To test the statistical validity of the groups identified by the 3D signature, we have used principle component analysis (PCA). PCA allows for the reduction of data complexity by discovering a number of principal components that define most of the data variability. PCA was applied on the 275 patients of the dataset of Wang, et al., for which at least 5 years of follow up data were available. Nine principle components were identified representing 78.1 percent of the variability (data not shown). The major component, principle component 1, represented 33.5 percent of the variability. PCA scores were calculated by computing the standard correlation between the expression profile vector of each patient sample and the principal component 1 vector. Calculating scores in this manner results in values between −1 and 1. In the case of n = 275, PCA scores greater than 0.0118 are significantly positively correlated with the component, while scores less than −0.0118 are significantly negatively correlated (p<0.05). 61 of the 95 (64%) patients who relapsed within 5 years had a significant positive score and 107 of the 180 (59%) patients who did not relapse within 5 years had a significant negative score.

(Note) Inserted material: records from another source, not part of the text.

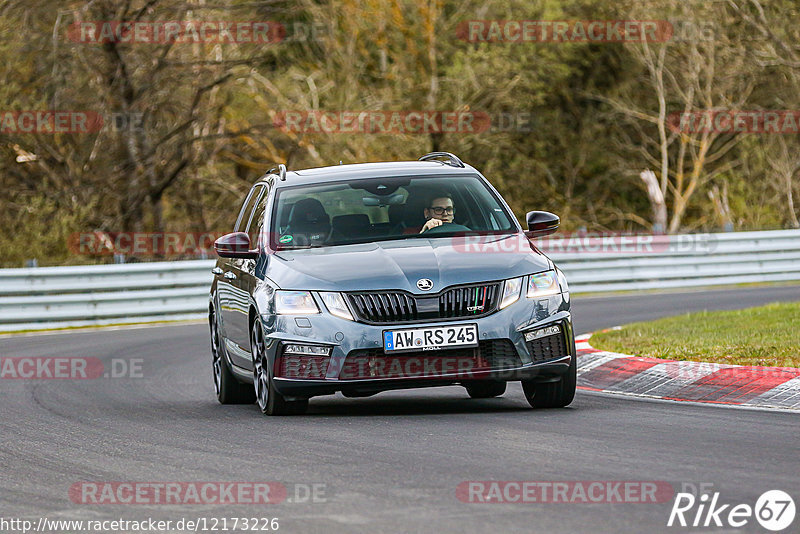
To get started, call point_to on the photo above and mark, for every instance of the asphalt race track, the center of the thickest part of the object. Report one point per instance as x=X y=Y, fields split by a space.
x=389 y=463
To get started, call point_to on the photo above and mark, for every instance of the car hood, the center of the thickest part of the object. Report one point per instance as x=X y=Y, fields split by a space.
x=399 y=264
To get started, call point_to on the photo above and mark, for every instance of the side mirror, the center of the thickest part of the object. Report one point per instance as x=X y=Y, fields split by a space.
x=235 y=245
x=541 y=223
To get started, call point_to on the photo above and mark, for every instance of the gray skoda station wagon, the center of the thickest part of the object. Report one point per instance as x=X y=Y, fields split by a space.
x=370 y=277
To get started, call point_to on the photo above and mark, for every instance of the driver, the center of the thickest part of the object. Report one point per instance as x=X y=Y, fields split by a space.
x=440 y=210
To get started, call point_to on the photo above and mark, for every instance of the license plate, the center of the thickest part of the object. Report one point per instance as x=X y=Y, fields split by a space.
x=432 y=338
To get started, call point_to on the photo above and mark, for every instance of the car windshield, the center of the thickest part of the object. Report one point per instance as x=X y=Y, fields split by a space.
x=381 y=209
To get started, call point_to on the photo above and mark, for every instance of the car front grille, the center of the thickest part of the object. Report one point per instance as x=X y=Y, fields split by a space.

A positive score was strongly associated with relapse (p = 0.00014) and a negative score was strongly associated with relapse-free survival (p = 0.000018) (Fisher's exact tests). These results show that the expression patterns of the 3D signature separate breast cancer patients into statistically significant prognosis groups.
To begin to address the biology of this system, we tested the ability of each individual gene of the 3D-signature to predict patient survival or relapse . For the Wang dataset, the expression levels of nine genes were significant predictors of a patient's time to relapse (p<0.05, Kaplan-Meier analysis) (Figure 2A). These genes included ASPM, AURKA, ACTN1, CEP55, CKS2, DUSP4, EPHA2, TRIP13, and VRK1. For each of these genes except DUSP4, poor prognosis tumors with a short time to relapse were associated with a higher level of gene expression. For DUSP4, the pattern was reversed and poor prognosis was associated with a lower level of expression. For the Sorlie dataset, expression levels of seven genes were significant predictors of survival time (Figure 2B). These genes included AURKA, CDKN3, CEP55, FOXM1, RRM2, TRIP13, and VRK1. For all of these genes, poor prognosis was associated with a higher level of gene expression. Kaplan-Meier p-values are summarized in Table 1, which also lists our previously determined p-values from the van de Vijver dataset for comparison. The results show that 41% (9 of 22), 39% (7 of 18), and 68% (13 of 19) of the genes were significant individual predictors in the Wang, Sorlie, and van de Vijver datasets, respectively (Table 1).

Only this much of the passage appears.